Aside: their goalkeeper jersey is possibly the worst jersey out there this year.
It’s plain and simple and the more I see it, the more it grows on me. The logo is a bit massive mind.
Aside: their Kerry reboot away shirt just missed the cut in this list.
We’ve seen a lot of this jersey over the years, but it never fails to dazzle. The dark green complimented by the red line across the chest makes for a lovely, eye-catching kit.
One of the cleanest jerseys out there at the moment. Nice colours, sleek lines, lovely round collar, and it enhances the relatively small county ten-fold on the pitch. The sponsor is nice and clean too.
The horizontal stripes makes this Wicklow shirt stand up above the rest.
10. Kerry (A)
Another marmite jersey. It caused a major stir when it was unveiled. A gold shirt? What is this nonsense! A world away from their classic green and gold, but we love it here. The black logo and trim really compliments it. Classy.
9. Wexford (A)
Wexford inverted their home shirt (spoiler: stay tuned!) with this yellow effort and it’s magnificent. The logo looks great on it and they’d probably get away with it as their main shirt.
Aside: I regret not including the goalkeeper jersey in this list.
8. Galway (A)
Another marmite jersey, but huge bonus points for trying something different. Camouflage on a shirt is even more bold than Galvin’s gold shirt, but it’s a bit easier on the eye with the navy shades of camouflage. The maroon line compliments it nicely. Two thumbs up from the Wrap.
The only non-O’Neills jersey on the list pops in at #7, with Waterford’s home kit. Although it doesn’t pop as much as others, there’s a few reasons why it got such a lofty position, including the fact that I think it’s a massive, massive improvement on last year. Last year’s just didn’t do it for me, it was just so boringly plain, but this year’s is more worthy of a team competing for All-Ireland honours.
Aside: the blue goalkeeper jersey is really nice, too.
6. Mayo (A)
Another Mayo shirt. This black and red number made Mayo look like trailblazers before Kerry and Galway usurped them this year with their mad away jerseys. But this is a classic and is becoming synonymous with Mayo football and will be recognised as one of the great alternative shirts.
5. Kerry (GK)
Another Kerry shirt?! As excited as we were when we saw the gold away shirt, when the black invert was unveiled we fell over. Black and gold is one of the nicest colour combinations and makes jerseys looks very sleek and classy. Not as bold as the gold away shirt, more refined and dare we say a jersey you’d get away wearing around in public without looking like an Irishman on holiday in Tenerife.

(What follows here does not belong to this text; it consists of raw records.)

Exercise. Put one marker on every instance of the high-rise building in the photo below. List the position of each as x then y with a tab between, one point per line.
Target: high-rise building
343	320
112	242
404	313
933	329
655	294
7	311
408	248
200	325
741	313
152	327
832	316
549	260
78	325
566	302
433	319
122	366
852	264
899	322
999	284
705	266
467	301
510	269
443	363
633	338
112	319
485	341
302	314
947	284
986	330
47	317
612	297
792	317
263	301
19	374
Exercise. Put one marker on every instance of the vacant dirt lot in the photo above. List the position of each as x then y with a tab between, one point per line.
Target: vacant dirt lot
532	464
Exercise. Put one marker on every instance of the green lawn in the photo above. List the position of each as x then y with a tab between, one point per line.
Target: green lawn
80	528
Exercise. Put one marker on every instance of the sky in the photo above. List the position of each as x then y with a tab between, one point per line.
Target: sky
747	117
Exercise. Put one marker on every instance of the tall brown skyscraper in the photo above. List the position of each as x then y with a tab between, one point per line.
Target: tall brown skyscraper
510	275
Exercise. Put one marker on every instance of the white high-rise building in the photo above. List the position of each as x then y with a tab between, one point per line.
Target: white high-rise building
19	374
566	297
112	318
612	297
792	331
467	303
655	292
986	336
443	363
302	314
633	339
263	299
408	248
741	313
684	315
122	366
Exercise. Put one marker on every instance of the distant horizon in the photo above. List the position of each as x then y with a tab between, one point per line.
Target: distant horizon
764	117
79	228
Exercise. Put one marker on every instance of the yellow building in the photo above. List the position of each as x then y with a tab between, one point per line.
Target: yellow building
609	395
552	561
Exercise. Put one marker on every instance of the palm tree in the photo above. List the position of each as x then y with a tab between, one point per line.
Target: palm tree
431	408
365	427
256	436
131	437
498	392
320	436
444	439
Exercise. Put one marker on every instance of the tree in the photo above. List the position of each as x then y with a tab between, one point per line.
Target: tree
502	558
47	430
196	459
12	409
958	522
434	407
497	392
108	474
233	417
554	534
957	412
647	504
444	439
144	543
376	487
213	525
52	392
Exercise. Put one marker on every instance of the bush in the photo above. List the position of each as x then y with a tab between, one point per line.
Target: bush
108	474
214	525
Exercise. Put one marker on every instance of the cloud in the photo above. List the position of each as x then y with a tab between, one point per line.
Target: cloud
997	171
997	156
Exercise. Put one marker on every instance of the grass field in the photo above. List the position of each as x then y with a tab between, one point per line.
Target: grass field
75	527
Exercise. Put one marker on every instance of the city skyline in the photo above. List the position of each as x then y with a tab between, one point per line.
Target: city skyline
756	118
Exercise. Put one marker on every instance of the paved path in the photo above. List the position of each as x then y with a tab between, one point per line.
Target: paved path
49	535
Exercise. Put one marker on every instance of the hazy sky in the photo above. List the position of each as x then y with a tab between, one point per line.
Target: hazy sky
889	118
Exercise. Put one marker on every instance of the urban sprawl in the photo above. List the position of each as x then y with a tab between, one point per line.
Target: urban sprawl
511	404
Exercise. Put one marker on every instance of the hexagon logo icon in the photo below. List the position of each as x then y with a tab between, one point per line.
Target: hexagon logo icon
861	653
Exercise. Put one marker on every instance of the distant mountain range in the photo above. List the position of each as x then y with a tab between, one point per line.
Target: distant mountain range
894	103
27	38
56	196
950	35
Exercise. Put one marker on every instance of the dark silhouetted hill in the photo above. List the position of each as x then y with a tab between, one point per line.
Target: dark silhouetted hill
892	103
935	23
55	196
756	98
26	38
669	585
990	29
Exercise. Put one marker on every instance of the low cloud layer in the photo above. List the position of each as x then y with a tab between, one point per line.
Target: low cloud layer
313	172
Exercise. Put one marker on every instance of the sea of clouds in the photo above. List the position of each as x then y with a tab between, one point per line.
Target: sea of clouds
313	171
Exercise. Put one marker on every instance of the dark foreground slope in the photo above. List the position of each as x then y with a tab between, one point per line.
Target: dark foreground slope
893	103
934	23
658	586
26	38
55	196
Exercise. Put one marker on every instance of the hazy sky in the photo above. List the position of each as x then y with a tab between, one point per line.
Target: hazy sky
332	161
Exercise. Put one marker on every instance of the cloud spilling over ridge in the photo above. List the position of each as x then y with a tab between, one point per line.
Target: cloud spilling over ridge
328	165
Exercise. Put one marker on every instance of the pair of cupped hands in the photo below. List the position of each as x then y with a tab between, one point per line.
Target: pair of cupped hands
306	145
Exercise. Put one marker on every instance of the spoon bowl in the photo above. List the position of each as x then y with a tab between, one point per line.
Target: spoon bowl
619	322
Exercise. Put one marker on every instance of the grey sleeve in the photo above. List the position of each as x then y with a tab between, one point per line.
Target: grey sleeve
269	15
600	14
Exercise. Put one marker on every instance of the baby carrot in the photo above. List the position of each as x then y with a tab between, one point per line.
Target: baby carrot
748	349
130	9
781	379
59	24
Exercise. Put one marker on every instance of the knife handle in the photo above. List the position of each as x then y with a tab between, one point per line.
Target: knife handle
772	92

All white. It’s simply impossible to fail, and they haven’t here.
Wexford, again, making a claim for possibly the nicest home/away kit combination after their away shirt sneaked in at #9. You might say they’re the exact same with inverted colours, and that we’re pooping all over the smaller counties again, but purple is a very easy jersey to get wrong and with this one, O’Neills have knocked it out of the park.
Don’t change something that doesn’t need fixing. Plain white and red trim, O’Neills somehow made it even better this year. The slickest plain white jersey you’ll find anywhere, in any sport.
I don’t care that this is the third Kerry jersey in the list, give Paul Galvin the freedom of Kerry after this one. Let him into O’Neills headquarters and have him design all of the jerseys. A beauty for the ages. It just looks so good, retro, modern, the white number over central on the back. An absolute gem. Arguably one of the best ever.